Similarly, the failure of free markets during the financial crisis might have led people to think that the government should be more involved in the economy. Instead, the percentage of Americans who think government is trying to do too much is higher than it's been since the late nineties.

Without wanting to, as the president would say, "re-litigate the past," was not the government significantly more "involved in the economy" in September 2008 than it was it was in September 2000? I'm not just talking about budgets here (though it's true that the federal budget increased from $1.8 trillion in 2000 to $2.9 trillion in 2008)–I'm talking specifically about regulation of the financial industry.

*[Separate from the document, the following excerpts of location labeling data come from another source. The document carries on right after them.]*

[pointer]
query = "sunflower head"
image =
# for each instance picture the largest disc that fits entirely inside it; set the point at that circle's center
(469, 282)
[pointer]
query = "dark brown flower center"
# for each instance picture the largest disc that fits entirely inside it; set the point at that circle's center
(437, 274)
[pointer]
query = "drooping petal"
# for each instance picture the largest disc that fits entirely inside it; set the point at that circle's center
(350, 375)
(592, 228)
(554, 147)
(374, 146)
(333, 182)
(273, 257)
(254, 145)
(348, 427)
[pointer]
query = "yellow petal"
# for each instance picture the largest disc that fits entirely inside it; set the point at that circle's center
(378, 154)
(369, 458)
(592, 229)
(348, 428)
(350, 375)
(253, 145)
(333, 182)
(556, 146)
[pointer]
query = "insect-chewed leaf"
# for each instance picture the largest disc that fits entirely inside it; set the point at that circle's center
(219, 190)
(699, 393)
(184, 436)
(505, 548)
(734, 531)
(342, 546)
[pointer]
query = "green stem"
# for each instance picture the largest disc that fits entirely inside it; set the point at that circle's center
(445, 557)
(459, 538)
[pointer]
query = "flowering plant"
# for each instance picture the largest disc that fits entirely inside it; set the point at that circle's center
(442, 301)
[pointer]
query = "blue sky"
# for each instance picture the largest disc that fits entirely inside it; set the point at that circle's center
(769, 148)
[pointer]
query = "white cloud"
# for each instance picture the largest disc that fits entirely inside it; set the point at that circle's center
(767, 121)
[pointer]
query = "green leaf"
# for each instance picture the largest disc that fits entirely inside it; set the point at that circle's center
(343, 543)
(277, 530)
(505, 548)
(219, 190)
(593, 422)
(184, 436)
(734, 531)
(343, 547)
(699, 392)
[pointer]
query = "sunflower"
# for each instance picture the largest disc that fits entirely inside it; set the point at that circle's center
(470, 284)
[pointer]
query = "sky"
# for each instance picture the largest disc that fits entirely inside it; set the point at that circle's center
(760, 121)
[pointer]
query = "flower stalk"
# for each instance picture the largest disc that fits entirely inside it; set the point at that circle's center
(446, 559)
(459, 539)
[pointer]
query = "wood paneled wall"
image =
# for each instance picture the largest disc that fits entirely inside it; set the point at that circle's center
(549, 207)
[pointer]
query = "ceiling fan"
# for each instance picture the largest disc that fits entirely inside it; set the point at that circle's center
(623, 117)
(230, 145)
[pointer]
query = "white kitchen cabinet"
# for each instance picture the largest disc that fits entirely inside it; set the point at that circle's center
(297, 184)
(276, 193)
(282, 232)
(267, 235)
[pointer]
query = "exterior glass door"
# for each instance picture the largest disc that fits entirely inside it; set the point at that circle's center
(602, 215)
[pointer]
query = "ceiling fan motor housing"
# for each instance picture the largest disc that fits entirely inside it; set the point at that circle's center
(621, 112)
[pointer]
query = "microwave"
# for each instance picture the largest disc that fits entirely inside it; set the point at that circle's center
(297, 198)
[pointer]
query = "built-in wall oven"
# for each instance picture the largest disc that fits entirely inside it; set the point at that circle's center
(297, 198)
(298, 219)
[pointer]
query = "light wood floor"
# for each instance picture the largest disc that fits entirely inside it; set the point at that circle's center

According to our columnist Veronique de Rugy's calculations,

adjusted for inflation, [regulatory] expenditures for the category of finance and banking were cut by 3 percent during the Clinton years and rose 29 percent from 2001 to 2009, making it hard to argue that Bush deregulated the financial sector. […]

In eight years, Bush increased the federal government's regulatory staff by 91,196 employees. Clinton cut it by 969.

Here's a helpful chart:

One fish, two fish, red fish, blue fish

I sincerely do not understand how it is supposed to automatically follow that a crisis spurred in no small part by cheap government money and loose-credit government lending incentives is supposed to make us conclude, after eight years of massive government growth on all levels, that the problem was the insufficient involvement of government. I'm open to persuasion on specific acts of deregulation (like the repeal of Glass-Steagall) or non-regulation (as in the trading of certain derivatives) or sideways-regulation (as in the seemingly capricious changes to various reserve requirements for financial institutions), but it is rare to hear about such tangible policies anywhere near blanket statements about how "the government should be more involved in the economy," and rarer still to see much analysis of how malfeasance took place under regulators' perfectly empowered noses.

At any rate, I could see where it might appear "confusing" to some people that the American people are upset about jobs, yet don't seem inclined to support the federal government's top-down schemes to save or create them, but I expect more from Surowiecki.